As a software system usability is the first, if a system is not available, you do the rest of the place again how good, and then egg.

Generally what happens when the software is unavailable:

Our failure, resulting in the system is not available, of course, there will be a single machine is not available and N multi-group of all is not available.

    1. Program failure function error, program exit
    2. System failure CPU overload, memory overload, network overload
    3. Physical failure machine crashes power off network
    4. Unrecoverable failure earthquake, tsunami, etc.

The same failure occurs in the client side, causing the system to be unavailable and, of course, the unavailability of individual users and the availability of regional users.
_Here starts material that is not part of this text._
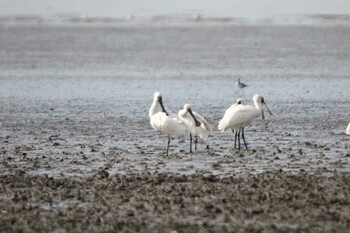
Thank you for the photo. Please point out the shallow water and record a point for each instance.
(75, 98)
For our problems, we must solve the problem through the structure, for the customer's problems, we try to find ways to solve the problem, solve the regional problems, and then solve the individual user problems. The solution has to take into account the cost and strategy to make trade-offs, such as early in the startup, there is no large amount of money, to solve the unrecoverable failure is basically unlikely.

We first try to solve our failures from an architectural approach, which is similar to a design pattern and is called an architectural pattern.

For single-machine unavailability, there is a professional term called single point of failure, the best way is to deploy multiple machines, through multi-machine load balancing, to avoid single point of failure.

    1. Distributed
    2. Load Balancing

For multi-machine unavailability, we need to classify how to solve:

    1. Program failure function error, program exit, this error has classmate said, can add unit test, functional test, let the test to find the problem. Yes, but that's the development process, we're not going to talk about that, we're talking from an architectural perspective, the main solution is as follows:
      • Grayscale publishing
      • exception monitoring
    2. system failure CPU overload, memory overload, network overload
      • Flow control
      • function downgrade
      • exception monitoring
    3. physical fault   machine crash power off network
      • offsite Live
      • hot spare or cold
      • geo-Data synchronization
    4. Unrecoverable failure earthquake, tsunami, etc.
      • ditto

I will give you a detailed explanation of each topic in the following.

Copyright NOTICE: This article for Bo Master original article, without Bo Master permission not reproduced.

Architect Express 8.3-availability

Contact Us

The content source of this page is from Internet, which doesn't represent Alibaba Cloud's opinion; products and services mentioned on that page don't have any relationship with Alibaba Cloud. If the content of the page makes you feel confusing, please write us an email, we will handle the problem within 5 days after receiving your email.

If you find any instances of plagiarism from the community, please send an email to: info-contact@alibabacloud.com and provide relevant evidence. A staff member will contact you within 5 working days.

A Free Trial That Lets You Build Big!

Start building with 50+ products and up to 12 months usage for Elastic Compute Service

  • Sales Support

    1 on 1 presale consultation

  • After-Sales Support

    24/7 Technical Support 6 Free Tickets per Quarter Faster Response

  • Alibaba Cloud offers highly flexible support services tailored to meet your exact needs.